レポートは、2022年の仮想通貨攻撃の歴史を振り返り、さまざまな脆弱性を分類。その結果、2022年の攻撃で失われた仮想通貨の46.48%は、スマートコントラクトの欠陥ではなく、「インフラの脆弱性」または開発企業のコンピュータシステムの問題によるものであったと結論づけた。

Categories of Web3 vulnerabilities. Source: Immunefi

仮想通貨の価値ではなく、インシデントの数で見ても、Web2の脆弱性に関するものは全体の26.56%と、依然として2番目に多いカテゴリとなった。

Immunefiのレポートは、出口詐欺や市場操作のみによって発生した攻撃は除外した。セキュリティ脆弱性によって発生した攻撃のみを検討したところ、攻撃は3つに大きく分類されることがわかった。

第一に、スマートコントラクトに設計上の欠陥があるために攻撃が発生する。Immunefiは、BNBチェーンブリッジのハックを、このタイプの脆弱性の例として挙げた。

第二に、スマートコントラクトの設計は良好でも、それを実装するコードに欠陥があるために攻撃が発生する。Immunefiは、Qbitのハックを、このカテゴリの例として挙げた。

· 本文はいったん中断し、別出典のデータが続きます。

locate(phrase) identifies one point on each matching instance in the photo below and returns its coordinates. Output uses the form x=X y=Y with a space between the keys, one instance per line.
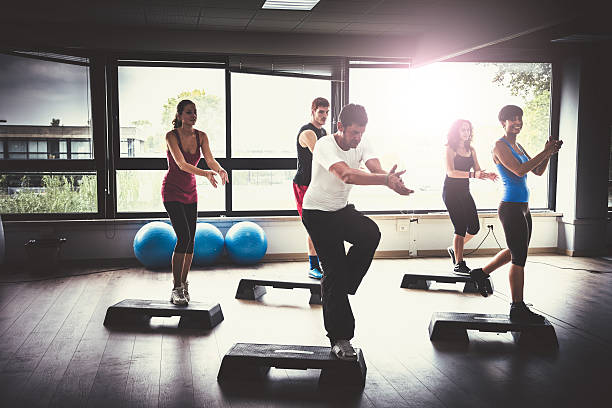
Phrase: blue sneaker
x=315 y=273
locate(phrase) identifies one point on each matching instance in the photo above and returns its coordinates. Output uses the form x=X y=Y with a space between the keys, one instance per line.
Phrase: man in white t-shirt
x=330 y=220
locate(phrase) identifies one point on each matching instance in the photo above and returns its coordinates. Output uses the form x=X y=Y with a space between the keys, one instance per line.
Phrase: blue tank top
x=515 y=187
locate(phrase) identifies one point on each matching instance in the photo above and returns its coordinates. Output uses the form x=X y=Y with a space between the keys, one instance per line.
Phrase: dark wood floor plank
x=142 y=388
x=52 y=367
x=109 y=386
x=9 y=292
x=74 y=387
x=53 y=329
x=29 y=355
x=18 y=319
x=176 y=381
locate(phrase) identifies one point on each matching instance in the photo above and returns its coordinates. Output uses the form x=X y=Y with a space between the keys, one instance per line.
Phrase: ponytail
x=179 y=109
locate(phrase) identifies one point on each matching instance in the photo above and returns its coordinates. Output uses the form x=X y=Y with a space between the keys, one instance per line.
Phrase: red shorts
x=299 y=192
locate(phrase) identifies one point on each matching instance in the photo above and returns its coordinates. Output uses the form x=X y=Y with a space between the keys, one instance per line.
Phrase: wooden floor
x=55 y=351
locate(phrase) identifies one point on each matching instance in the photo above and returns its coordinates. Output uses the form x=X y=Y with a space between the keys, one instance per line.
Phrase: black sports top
x=304 y=171
x=462 y=163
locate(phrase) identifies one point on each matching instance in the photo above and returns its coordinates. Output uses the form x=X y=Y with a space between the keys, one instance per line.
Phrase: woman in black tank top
x=461 y=165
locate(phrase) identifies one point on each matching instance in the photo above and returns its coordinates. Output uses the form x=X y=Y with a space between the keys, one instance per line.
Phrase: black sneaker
x=461 y=269
x=483 y=284
x=521 y=313
x=451 y=252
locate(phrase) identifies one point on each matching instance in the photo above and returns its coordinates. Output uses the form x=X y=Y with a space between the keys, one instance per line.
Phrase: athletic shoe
x=315 y=273
x=177 y=297
x=520 y=312
x=451 y=252
x=186 y=291
x=461 y=269
x=483 y=284
x=344 y=351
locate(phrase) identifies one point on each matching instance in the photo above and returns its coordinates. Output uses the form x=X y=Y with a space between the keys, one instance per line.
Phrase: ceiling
x=429 y=29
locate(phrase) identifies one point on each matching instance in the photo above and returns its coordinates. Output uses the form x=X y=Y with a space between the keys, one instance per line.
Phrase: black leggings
x=516 y=220
x=342 y=272
x=461 y=209
x=183 y=218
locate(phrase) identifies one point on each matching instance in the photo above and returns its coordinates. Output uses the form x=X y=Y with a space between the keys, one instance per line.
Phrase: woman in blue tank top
x=513 y=164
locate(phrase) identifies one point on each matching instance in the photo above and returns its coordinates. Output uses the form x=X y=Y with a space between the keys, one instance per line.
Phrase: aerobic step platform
x=448 y=326
x=253 y=289
x=248 y=361
x=423 y=281
x=196 y=315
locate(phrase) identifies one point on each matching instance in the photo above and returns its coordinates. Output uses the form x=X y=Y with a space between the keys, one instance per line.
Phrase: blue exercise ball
x=246 y=242
x=154 y=244
x=208 y=245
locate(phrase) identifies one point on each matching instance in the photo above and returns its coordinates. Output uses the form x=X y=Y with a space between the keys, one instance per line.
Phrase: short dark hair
x=319 y=102
x=352 y=114
x=509 y=112
x=179 y=110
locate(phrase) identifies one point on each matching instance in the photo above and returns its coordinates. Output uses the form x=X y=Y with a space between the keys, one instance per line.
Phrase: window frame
x=106 y=161
x=61 y=166
x=555 y=103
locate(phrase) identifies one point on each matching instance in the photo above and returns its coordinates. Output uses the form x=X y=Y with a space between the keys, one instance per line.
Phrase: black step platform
x=248 y=361
x=423 y=281
x=448 y=326
x=253 y=289
x=196 y=315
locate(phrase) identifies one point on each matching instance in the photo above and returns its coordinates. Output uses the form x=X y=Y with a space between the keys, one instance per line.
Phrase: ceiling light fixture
x=290 y=4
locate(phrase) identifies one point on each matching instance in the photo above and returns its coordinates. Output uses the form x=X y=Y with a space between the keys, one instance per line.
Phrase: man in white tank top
x=330 y=220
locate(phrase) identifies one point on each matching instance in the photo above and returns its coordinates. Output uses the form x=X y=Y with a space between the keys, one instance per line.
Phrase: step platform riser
x=453 y=327
x=252 y=362
x=413 y=281
x=136 y=312
x=252 y=289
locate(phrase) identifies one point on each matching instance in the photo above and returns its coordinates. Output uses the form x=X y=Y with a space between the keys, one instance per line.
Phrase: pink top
x=178 y=185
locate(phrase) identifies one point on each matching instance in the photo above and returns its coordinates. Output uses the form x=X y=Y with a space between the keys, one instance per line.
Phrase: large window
x=263 y=190
x=81 y=138
x=268 y=111
x=140 y=191
x=42 y=193
x=148 y=97
x=420 y=104
x=45 y=115
x=44 y=98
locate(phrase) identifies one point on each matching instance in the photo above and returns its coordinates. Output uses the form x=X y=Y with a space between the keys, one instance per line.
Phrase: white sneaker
x=344 y=350
x=186 y=291
x=177 y=297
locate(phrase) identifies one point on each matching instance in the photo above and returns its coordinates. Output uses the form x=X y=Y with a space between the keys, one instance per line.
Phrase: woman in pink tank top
x=185 y=146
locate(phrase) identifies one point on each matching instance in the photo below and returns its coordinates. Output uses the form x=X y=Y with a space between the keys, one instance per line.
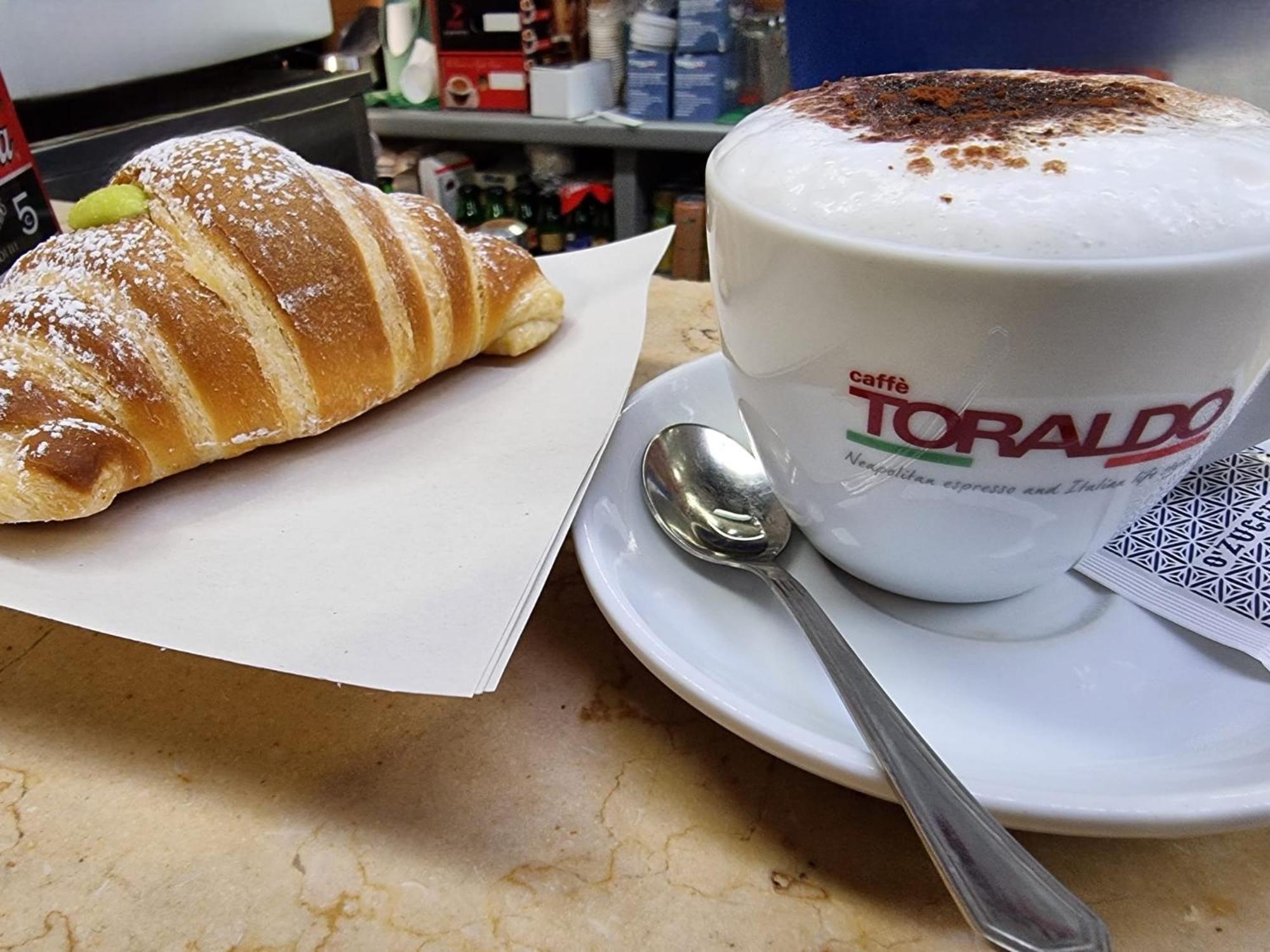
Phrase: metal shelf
x=515 y=128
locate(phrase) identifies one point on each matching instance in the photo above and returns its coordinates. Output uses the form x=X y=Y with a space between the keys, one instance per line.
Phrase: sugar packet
x=1202 y=557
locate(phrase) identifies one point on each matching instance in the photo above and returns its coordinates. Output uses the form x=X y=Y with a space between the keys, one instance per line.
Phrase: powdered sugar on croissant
x=261 y=299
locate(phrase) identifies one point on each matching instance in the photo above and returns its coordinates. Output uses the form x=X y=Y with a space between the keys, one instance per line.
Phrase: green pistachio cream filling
x=107 y=206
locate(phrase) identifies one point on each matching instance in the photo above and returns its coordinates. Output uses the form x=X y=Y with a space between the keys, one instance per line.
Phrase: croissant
x=258 y=299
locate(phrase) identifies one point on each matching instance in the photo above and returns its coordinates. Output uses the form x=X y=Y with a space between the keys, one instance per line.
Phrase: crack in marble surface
x=170 y=803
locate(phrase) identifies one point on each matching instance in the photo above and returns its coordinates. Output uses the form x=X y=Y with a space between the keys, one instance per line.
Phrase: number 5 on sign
x=26 y=214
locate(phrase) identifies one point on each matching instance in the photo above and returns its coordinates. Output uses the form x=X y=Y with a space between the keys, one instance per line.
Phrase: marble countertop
x=152 y=800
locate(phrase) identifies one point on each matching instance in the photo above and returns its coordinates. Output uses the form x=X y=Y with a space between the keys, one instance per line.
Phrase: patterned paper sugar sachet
x=1202 y=557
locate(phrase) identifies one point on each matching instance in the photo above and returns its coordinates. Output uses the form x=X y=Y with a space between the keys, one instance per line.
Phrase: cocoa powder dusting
x=951 y=109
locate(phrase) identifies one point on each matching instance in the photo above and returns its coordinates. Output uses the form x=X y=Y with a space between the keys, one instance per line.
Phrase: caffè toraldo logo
x=921 y=428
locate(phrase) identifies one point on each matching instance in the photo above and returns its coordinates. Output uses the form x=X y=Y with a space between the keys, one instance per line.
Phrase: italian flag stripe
x=901 y=450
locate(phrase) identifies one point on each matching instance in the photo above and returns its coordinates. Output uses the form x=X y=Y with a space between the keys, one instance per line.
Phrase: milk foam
x=1193 y=178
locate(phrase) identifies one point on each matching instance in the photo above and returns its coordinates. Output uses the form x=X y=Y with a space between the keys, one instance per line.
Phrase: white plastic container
x=573 y=91
x=65 y=46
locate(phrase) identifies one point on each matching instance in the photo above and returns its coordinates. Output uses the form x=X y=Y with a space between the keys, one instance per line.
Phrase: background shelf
x=631 y=202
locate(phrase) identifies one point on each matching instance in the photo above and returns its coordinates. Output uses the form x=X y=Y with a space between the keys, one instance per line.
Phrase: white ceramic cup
x=963 y=428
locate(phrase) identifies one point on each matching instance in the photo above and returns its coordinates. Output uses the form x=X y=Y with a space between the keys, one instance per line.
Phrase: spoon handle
x=1004 y=893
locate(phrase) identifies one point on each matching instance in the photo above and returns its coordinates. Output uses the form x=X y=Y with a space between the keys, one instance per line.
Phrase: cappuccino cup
x=977 y=322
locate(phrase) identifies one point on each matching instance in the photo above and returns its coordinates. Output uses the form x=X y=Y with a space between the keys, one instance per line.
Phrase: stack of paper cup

最後に、第三のカテゴリの脆弱性は「インフラの脆弱性」であり、Immunefiはこれを「スマートコントラクトが動作するITインフラストラクチャ、たとえば仮想マシン、秘密鍵など」と定義した。Immunefiは、Roninブリッジのハックを、このタイプの脆弱性の例として挙げた。このハックは、攻撃者がRoninノードのバリデーター署名のうち5つを制御したことによって引き起こされた。

Immunefiは、これらのカテゴリをさらにサブカテゴリに分類。インフラの脆弱性の場合、従業員が秘密鍵を漏洩させた場合(たとえば、安全でないチャネルを介して送信した場合)、鍵保管庫に脆弱なパスフレーズを使用した場合、二段階認証の問題、DNSハイジャック、BGPハイジャック、ホットウォレットの侵害、または脆弱な暗号化手法を使用してプレーンテキストで保存した場合などが挙げられる。

インフラの脆弱性が他のカテゴリーと比較して最大の損失を引き起こしたものの、損失の2番目に大きな原因は、「マークルツリーエラー、署名の再利用可能性、予測可能な乱数生成など暗号化の問題」だった。暗号化の問題は、2022年の損失総額の20.58%に相当した。

レポートによると、もう1つの一般的な脆弱性は、「弱い/欠落したアクセス制御および/または入力検証」だ。このタイプの欠陥は、価値ベースでは損失のわずか4.62%にしか相当しなかったが、インシデントの数では最大の原因であり、全インシデントのうちの30.47%がこれによって引き起こされた。